Selective and Efficient H2 Evolution Upon NH3BH3 Hydrolysis at Subzero Temperatures
iScience(2024)SCI 2区
China Three Gorges Univ
Abstract
In the winter months, the temperature in most of the Earth stays below 0 degrees C; the average temperature in winter at the South Pole is about -60 degrees C. Therefore, it is urgent to develop efficient catalytic systems for selective and efficient H2 evolution upon NH3BH3 hydrolysis at subzero temperatures.

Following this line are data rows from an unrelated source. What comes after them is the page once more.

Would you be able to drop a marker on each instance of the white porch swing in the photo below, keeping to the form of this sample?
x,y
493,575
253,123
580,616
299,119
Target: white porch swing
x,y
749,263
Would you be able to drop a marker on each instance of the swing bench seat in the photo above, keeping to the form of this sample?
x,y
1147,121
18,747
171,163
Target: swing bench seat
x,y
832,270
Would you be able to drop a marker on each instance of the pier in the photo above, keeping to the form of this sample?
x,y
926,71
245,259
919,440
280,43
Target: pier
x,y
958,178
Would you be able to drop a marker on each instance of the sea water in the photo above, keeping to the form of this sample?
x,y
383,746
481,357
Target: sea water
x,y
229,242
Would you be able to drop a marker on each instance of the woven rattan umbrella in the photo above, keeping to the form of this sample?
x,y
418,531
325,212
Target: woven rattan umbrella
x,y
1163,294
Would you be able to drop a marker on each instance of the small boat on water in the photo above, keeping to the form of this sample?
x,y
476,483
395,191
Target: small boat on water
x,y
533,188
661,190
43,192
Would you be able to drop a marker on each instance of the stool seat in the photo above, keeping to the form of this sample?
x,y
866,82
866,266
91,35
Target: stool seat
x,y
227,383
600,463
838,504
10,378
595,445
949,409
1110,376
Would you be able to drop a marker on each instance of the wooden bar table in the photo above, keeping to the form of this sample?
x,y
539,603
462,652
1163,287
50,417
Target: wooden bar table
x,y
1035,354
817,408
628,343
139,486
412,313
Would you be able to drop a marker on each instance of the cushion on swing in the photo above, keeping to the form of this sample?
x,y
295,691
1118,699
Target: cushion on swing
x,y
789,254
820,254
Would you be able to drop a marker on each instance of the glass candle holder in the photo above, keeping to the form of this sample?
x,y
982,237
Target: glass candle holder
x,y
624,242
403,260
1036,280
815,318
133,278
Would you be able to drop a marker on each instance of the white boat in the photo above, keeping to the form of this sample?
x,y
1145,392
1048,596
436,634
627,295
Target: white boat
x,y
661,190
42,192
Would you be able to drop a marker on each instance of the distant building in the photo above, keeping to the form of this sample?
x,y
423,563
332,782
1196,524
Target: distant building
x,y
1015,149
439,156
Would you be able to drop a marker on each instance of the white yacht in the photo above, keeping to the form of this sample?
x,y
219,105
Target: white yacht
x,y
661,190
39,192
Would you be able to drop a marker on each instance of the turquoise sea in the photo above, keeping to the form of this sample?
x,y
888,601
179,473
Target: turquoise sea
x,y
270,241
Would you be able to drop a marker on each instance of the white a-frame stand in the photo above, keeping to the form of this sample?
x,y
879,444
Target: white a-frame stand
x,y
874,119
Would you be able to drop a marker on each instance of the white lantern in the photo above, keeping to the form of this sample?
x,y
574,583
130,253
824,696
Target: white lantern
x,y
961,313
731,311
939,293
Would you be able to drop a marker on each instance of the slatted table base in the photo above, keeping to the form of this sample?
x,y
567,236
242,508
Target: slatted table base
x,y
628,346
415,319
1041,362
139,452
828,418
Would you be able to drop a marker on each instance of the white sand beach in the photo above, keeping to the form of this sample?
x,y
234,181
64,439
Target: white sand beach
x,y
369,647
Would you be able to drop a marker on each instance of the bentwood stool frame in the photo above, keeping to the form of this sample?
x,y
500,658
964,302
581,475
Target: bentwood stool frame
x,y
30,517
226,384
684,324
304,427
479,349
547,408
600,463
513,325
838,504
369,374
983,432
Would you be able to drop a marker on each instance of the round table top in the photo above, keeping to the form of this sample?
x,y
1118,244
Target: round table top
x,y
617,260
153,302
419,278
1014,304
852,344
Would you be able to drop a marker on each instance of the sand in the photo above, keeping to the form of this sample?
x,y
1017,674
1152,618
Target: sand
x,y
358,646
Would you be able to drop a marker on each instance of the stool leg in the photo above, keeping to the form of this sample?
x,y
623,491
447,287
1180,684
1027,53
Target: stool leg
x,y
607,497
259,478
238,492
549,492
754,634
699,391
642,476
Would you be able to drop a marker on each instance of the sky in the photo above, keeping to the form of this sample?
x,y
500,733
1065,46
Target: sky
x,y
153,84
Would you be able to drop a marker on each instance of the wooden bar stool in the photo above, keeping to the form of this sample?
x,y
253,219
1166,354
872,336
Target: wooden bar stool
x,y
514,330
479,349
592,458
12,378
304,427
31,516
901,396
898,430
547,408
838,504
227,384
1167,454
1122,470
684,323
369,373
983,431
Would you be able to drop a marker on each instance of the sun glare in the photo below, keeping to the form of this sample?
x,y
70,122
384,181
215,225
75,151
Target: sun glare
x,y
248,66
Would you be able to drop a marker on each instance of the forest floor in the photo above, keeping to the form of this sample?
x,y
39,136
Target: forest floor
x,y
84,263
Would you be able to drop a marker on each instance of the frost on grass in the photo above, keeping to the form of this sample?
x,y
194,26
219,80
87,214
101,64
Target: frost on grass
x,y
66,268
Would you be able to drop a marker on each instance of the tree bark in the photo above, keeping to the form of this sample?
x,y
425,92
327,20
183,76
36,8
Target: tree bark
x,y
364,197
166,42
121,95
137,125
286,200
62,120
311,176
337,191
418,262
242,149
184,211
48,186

For solving the freezing issue of water at below 0 degrees C, herein, we have employed a facile and surfactant -free approach to synthesize M-Pt/C nanocomposites (M = Pd, Rh, Ru, Ni, Cu, or Fe), by the alloying of commercial Pt/ C with Pd, Rh, Ru, Cu, Ni, or Fe for selective and efficient H2 evolution upon NH3BH3 hydrolysis in saline solution at below 0 degrees C, even at -15 degrees C. In addition, NH3BH3 hydrolysis over Pd-Pt/C in the saturated NaCl solution is utilized not only for safe hydrogen production but also for its in situ hydrogenation reduction in organic chemistry, which could avoid using dangerous hydrogen cylinders.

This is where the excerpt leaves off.